NPU versus CPU Results and Training for Tensorflow lite

dwightk · ‎09-21-2023

Hello everyone,

We are having an issue on which we are hoping for assistance from the community.

The model is Tflite with float32 inputs and outputs. The rest of the layers are fully quantized with either int8 or int32 values.

If the model is run on CPU it gives a correct result, but when we run it on NPU, it gives a totally different and incorrect result. The result is way off and unusable. In fact, it has no discernible similarity with the CPU version. The classes and predictions are completely off - as opposed to being less precise or accurate but still in the ball park.
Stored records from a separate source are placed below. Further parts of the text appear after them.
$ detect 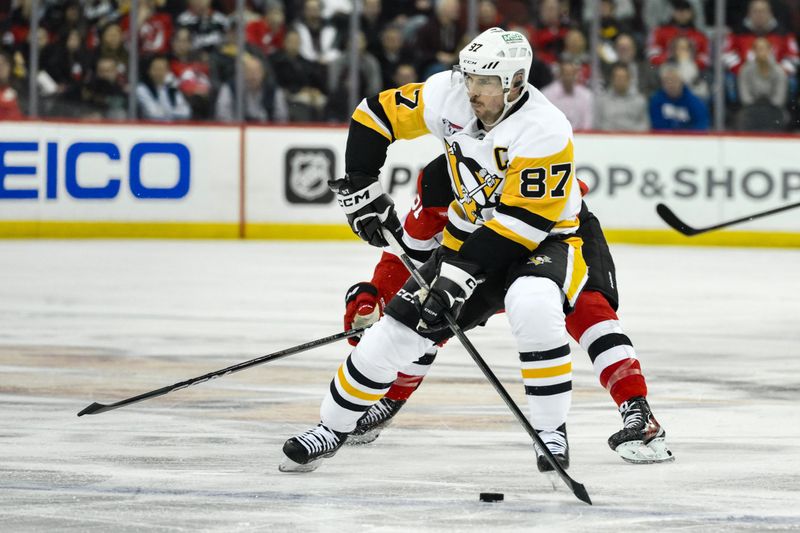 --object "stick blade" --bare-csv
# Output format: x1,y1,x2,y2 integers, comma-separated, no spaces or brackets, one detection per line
570,481,592,505
656,204,702,237
78,402,108,416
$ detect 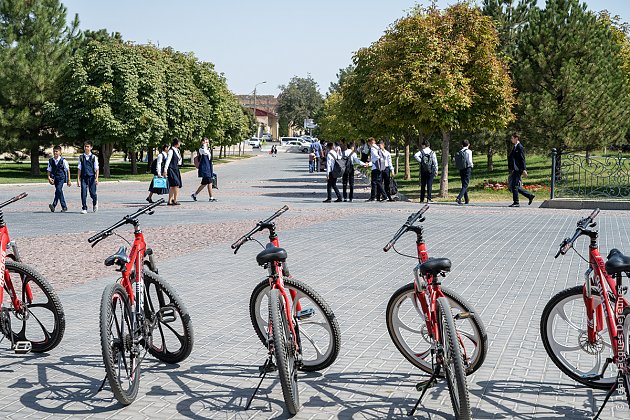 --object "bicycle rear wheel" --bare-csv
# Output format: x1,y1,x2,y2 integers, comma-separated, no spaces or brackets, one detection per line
269,289,300,415
386,283,488,375
249,277,341,372
436,297,472,420
101,283,140,405
0,260,66,353
144,268,194,364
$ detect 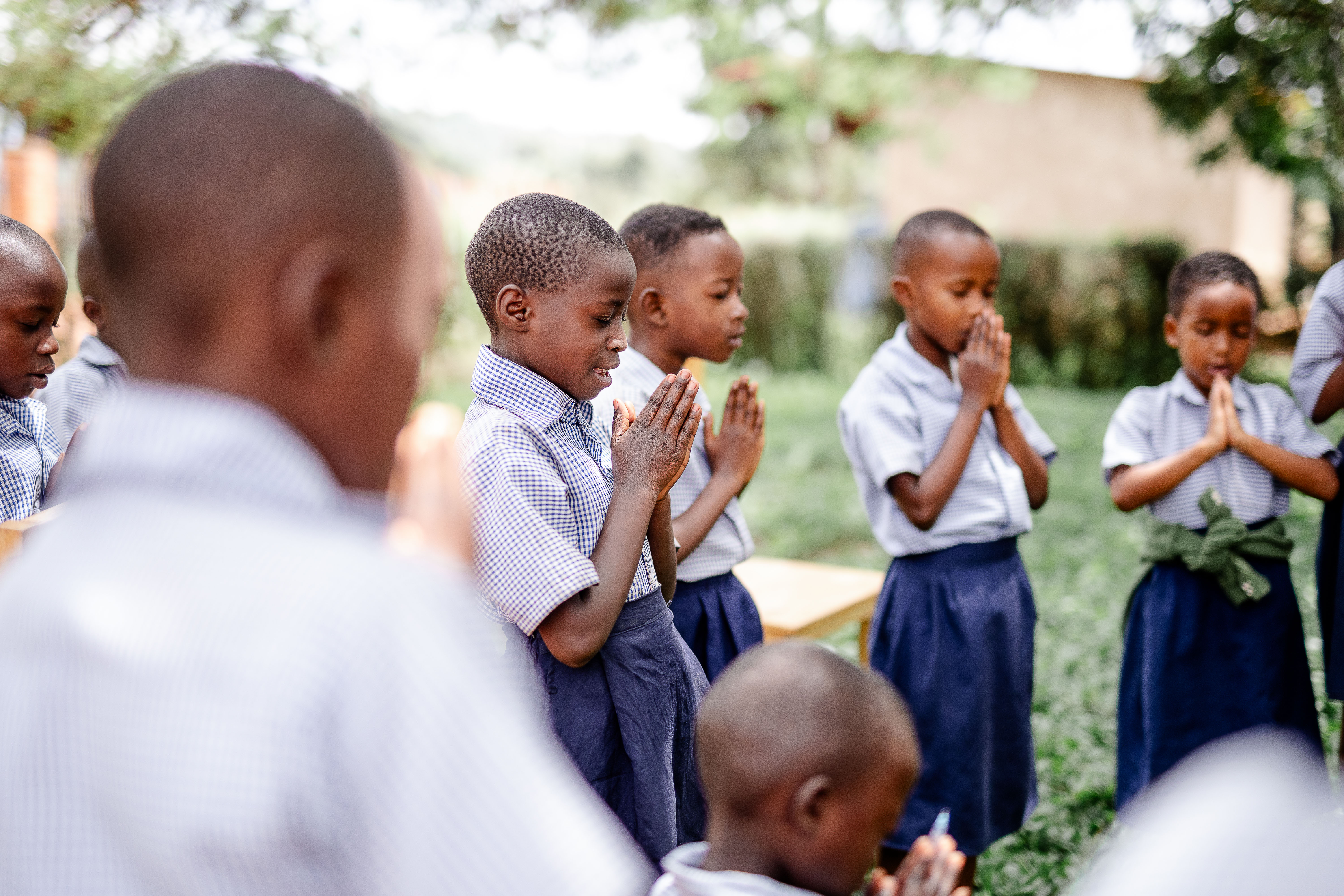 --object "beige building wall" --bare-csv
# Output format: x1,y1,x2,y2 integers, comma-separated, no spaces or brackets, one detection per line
882,71,1293,301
I have read elsewhere that it might have to do with rounding and precision issues, and that this has to be taken care of during training.

Can anyone point us to the appropriate materials or documentation relating to the use of the NPU. We've tried two different models and as soon as it switches to NPU the model doesn't behave consistently.

JosephAtNXP · ‎09-21-2023

Hi,

Thank you for your interest in NXP Semiconductor products,

This finding is from the research team, you could reanalyze the problem based on this,

Regards

Olivier_B · ‎10-11-2023

HI @JosephAtNXP

Like the other asked here, is this patch available?. I'm having similar issue on kirkstone branch.

Thanks!

JosephAtNXP · ‎10-12-2023

Hi,

You might get the patch but you'd need to create another case, preferably, a private technical one, and we'd ask for your model in order to test the patch with it due to some models (YOLOv5) improve with it and some others don't.

Thank you,

dwightk · ‎09-22-2023

Hi Joseph,

We have previously seen this link. What we are seeing is not an accuracy diminishment but completely different results. For example, if CPU predicts class scores of [2,2,0,0,0,0,0,0,0], npu is predicting [59,34,47,28,18...]. There is 0 accuracy.
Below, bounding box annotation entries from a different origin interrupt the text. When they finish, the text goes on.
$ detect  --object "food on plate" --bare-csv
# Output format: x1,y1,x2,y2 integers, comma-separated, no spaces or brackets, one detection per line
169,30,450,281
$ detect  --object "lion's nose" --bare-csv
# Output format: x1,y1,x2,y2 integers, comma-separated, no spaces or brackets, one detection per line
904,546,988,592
We also found the following link:

https://community.nxp.com/t5/i-MX-Processors/Yolov5-Tflite-CPU-vs-VX-delegate-NPU/m-p/1557873#M19785...

In this the user appears to state there is a patch from NXP to correct a bug:

It took me two different tickets but I finally received a patch from NXP support that I applied to op_map.cc in the vx-delegate. That resolved the issue for us and we can now get good results from the NPU that are very close to the CPU results.

Are you able to comment on the existence of this patch in op_map.cc.

Was this incorporated into the newer versions of the BSP ?

dwightk · ‎09-22-2023

Hi all,

I tried the new BSP:

Linux imx8mpevk 6.1.22+g66e442bc7fdc #1 SMP PREEMPT Mon Jun 12 12:31:27 UTC 2023 aarch64 GNU/Linux

This fixed the problem. However, if I want to use my previous BSP (5.10 hardknott), can I copy over just the vx_delegate and tensorflow .so libraries to my other BSP version? Are there other dependencies ?

There are some issues with using the new BSP for us due to our custom Uboot, so I wanted to try and make this patch work.

Thanks.

JosephAtNXP · ‎09-27-2023

Hi,

Software team wants to review your model, could you send it?

We want to ensure that the patch works with hardknott due to it was for other BSP and also works for your model, the patch was intended to improve a particular model.

Thank you,

dwightk · ‎10-12-2023

We have switched to Mickledore:6.1.36 and the accuracy is now better on NPU than CPU. Speed is also better once warmed up, but warmup time is slower.